Parte forte la Vigor: neppure un giro di lancetta dell’orologio e l’ex Roberto Mancini scaglia un tiro a giro dal limite dell’area al quale Amico si oppone alla grandissima deviando in corner; a 5’ è la volta di Cicconofri che, da calcio di punizione, invia un siluro all’estremo difensore il quale dapprima non riesce a trattenere il pallone poi si salva con l’aiuto dei compagni; al 14’ Guermandi s’invola verso la porta ospite ma, al momento del tiro, viene fermato da uno splendido tackle di Pagliarini con i suoi sostenitori che invocano un fallo da rigore del tutto inesistente da parte del centrale biancorosso. Il primo quarto d’ora della partita è il momento migliore della Vigor che poi, pian piano, si spegne. Non appena la Cluentina mette la testa fuori dal guscio passa in vantaggio: al 20’ un assist al bacio di Kakuli mette Matteo Camilloni davanti alla porta di Taffi che l’attaccante biancorosso trafigge con un fendente da destra a sinistra. La risposta dei locali arriva solo al 33’ grazie ad una girata di Mazzetti verso il centro dell’area avversaria: mischia, batti e ribatti poi la difesa della Cluentina riesce ad allontanare il pallone.

La seconda frazione di gioco si apre con una ghiottissima occasione per gli ospiti: punizione di Bosetti, palla inaspettatamente servita raso terra a Pacini che, tutto solo in area di rigore, calcia male.

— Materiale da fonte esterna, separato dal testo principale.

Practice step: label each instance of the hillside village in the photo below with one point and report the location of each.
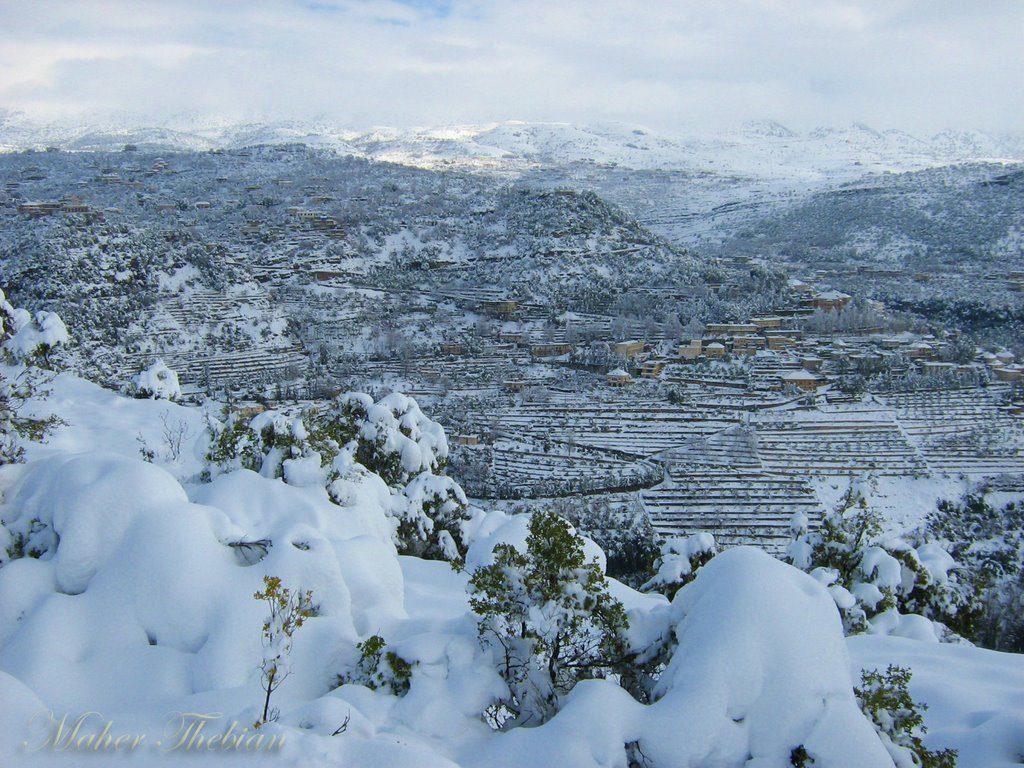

Al 50’ arriva il gol del pareggio del Montecosaro: Buffalari (subentrato all’ottimo Giulietti che, ammonito, avrebbe rischiato di lasciare i suoi compagni in dieci per la terza volta consecutiva), nel tentativo di spazzare l’area di rigore, colpisce palle e gambe di Piermartiri: Falgiani concede il penalty che l’eccellente Tulli trasforma con freddezza.
Altra occasione per la Cluentina al 52’ (assist di Trobbiani per Camilloni il cui tiro al volo finisce sul fondo) poi inizia lo show di Tulli che, con due azioni personali, semina il panico in area biancorossa: al 59’ dribbla come birilli quattro avversari, si avvicina ad Amico poi si fa deviare la conclusione in angolo mentre al 67’, dopo essersi involato lungo la fascia sinistra, mette al centro un pallone delizioso che tuttavia non trova alcun compagno pronto alla deviazione in rete.
Al 75’ la Cluentina passa nuovamente in vantaggio: Kakuli (ancora lui!) dalla bandierina mette al centro una parabola alta sulla quale si avventa Pagliarini che, con una millimetrica deviazione di testa, infila Taffi all’incrocio, dove il giovane portiere non può arrivare. L’ultimo quarto d’ora – tra infortuni, sostituzioni e crampi – trascorre con relativa tranquillità per la Cluentina che non rischia più nulla e porta a casa meritatamente i primi tre punti della stagione.